15 October 2017
In the old days, “data mining” used to have a bad reputation because “if you torture data for long enough, they will confess to anything.” Although it is fairly easy to lie with statistics, I would like to point out that it is much easier to lie without them! We have come a long way in data science, and yet there is still lots and lots of ground to cover. One problem that is fairly well understood, though, is “overfitting” of models. Not in the least because so many colleagues (me too) have been stung by it!
Overfitting of models occurs when idiosyncrasies in the training data become part of the model you use in production. Consequently, the final model winds up performing worse than you expected based on the “fit” to the training data. In extreme cases, these models might even perform worse than not using a model at all… Predictive modeling can be an amazing tool, but if you point the gun down, it is eminently possible to shoot yourself in the foot. When overfitting causes your model to suggest misleading relations in the data, and you find out only after deployment, money blows out the window. Not only do you damage business objectives, but your stakeholders will lose confidence in value data science may offer.
From my experience, there are two common reasons why overfitting occurs. One is when data are (too) sparse, the other because of leakers (Berry & Linoff, 2004), sometimes called anachronistic variables (Pyle, 2003). These are completely different and unrelated reasons for overfitting. The “symptoms” show up very differently, and mitigating the risk for each requires (very) different measures. Some colleagues might not look at leakers as a cause for overfitting, and that’s a valid perspective (too).

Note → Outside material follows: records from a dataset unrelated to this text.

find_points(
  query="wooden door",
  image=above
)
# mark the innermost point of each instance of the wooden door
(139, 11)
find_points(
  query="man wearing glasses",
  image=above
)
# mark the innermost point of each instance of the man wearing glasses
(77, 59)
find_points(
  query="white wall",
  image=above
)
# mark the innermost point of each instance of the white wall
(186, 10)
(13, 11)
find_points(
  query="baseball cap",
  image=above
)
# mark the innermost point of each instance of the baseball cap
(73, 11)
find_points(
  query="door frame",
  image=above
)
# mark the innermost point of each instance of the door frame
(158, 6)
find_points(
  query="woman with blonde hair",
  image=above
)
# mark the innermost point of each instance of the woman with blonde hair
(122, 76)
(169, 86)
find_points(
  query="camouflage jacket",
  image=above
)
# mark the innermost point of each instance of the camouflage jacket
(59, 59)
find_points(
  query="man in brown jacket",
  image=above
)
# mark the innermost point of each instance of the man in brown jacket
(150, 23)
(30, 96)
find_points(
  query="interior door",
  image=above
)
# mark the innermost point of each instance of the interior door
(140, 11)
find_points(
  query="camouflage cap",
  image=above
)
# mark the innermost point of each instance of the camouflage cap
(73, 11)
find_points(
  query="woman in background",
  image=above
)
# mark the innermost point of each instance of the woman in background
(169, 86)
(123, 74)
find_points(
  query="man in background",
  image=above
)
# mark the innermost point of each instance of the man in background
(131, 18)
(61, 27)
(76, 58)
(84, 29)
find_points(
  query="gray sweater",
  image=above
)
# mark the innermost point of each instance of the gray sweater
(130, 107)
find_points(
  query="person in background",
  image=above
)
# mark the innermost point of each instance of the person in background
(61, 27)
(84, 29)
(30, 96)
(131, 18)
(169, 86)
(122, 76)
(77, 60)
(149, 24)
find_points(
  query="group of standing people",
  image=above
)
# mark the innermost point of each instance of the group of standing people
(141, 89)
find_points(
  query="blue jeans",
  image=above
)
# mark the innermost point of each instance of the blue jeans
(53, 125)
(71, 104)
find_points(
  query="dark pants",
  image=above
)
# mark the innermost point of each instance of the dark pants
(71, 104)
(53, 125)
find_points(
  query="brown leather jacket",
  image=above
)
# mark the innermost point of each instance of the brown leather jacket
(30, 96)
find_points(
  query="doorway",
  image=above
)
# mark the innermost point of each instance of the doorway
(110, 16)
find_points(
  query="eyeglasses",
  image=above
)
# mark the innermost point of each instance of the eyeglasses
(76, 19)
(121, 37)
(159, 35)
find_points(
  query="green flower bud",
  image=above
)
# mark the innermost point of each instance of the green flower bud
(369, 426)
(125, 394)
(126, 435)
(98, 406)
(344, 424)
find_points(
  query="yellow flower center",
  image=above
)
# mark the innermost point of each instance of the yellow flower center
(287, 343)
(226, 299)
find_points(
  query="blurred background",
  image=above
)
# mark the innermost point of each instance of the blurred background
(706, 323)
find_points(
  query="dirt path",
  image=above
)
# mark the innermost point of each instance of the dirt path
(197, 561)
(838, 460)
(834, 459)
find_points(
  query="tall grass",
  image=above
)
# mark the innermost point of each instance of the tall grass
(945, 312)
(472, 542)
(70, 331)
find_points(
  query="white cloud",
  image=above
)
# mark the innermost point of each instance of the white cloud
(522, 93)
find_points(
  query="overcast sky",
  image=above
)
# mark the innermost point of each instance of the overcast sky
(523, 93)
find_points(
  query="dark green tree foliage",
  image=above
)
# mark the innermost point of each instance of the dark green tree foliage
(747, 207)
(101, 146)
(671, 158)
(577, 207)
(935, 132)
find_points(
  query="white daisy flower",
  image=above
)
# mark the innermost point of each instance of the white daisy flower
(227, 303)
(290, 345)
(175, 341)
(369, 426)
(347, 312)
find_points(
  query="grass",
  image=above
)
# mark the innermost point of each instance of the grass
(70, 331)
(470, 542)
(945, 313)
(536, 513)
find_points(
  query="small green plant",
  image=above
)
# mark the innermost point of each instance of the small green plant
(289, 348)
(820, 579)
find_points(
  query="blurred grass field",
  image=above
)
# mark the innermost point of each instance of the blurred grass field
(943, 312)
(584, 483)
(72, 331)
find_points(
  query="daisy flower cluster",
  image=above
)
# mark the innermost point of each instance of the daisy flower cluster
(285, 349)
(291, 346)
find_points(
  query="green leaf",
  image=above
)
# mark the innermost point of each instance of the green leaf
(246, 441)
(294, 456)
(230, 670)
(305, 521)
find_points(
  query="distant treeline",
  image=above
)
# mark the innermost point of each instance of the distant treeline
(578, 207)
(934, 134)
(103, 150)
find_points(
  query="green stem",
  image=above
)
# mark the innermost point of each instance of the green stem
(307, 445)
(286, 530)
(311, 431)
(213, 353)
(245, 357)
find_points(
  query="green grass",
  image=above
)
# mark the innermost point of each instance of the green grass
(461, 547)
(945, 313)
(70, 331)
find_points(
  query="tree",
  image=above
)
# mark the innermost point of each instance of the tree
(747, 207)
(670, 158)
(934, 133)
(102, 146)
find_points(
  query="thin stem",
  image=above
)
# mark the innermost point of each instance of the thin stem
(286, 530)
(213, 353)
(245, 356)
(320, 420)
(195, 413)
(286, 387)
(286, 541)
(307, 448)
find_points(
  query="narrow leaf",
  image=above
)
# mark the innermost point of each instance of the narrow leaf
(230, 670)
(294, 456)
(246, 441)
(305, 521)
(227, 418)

Leakers are “predictive” variables that are in some way causally related to the target variable you are trying to predict. The causal direction, however, runs the wrong way around: they are the result, instead of the cause for whatever your target variable represents. Leakers are nasty little creatures that wreak havoc to your project. Because the same leaker variable is present in both the training and test data, no amount of cross-validation between subsamples of your model set will ever surface them. It’s not until you deploy a model with leakers that predictive accuracy plummets, and you as a data scientist wind up with egg on your face. If there is any way you might identify leakers, it would be that they (sometimes) show a conspicuously high correlation with the target variable, and possibly a dramatically higher (univariate) association than the other candidate predictor variables.
Overfitting due to data being too sparse is a different beast. Although we live in the age of Big Data, reality is that for many (if not most) modeling projects you predict an unbalanced target variable, and the minority class typically has insufficient records to be truly representative of the underlying population distribution. For example, when predicting fraud, the number of fraudulent transactions is much lower than the number of legitimate transactions. When you predict purchases from a webshop, the majority of sessions do not lead to a sale. Most credit card owners do not default, in fact very few do. In all these cases, the statistical representativeness for the minority class (fraud, online sales, credit default) may be insufficient to build a robust and reliable model. However, the models that can be built nonetheless offer legitimate business value. However, you need to be careful, because you are skating on thin ice.
When an algorithm “learns” patterns from a training data set, and those patterns don’t generalize to the population at large, you are overfitting your model to idiosyncrasies in this particular data set. Those patterns are not a reliable nor valid reflection of what goes on in the population from which they were drawn. For this reason, I consider leakers a similar problem, although the behavior is rather different from overfitting due to lack of data (specifically the minority class). Leakers work “perfectly” across training and test data, but fail spectacularly once deployed out in the wild. Overfitting due to a shortage of data is usually apparent from cross-validation between subsamples of your model set (training-, test-, and validation data). It becomes apparent when the predictive accuracy in your training data is (much) higher than in your test data. This variance should be cause for concern.
Reality for many data scientist is that the data at hand, in particular some minority class you are predicting, are almost always in short supply. You would like to have more data, but they simply aren’t available. Still, there might be excellent business value in building the best possible model from these data, as long as you safeguard against overfitting. Happy dredging!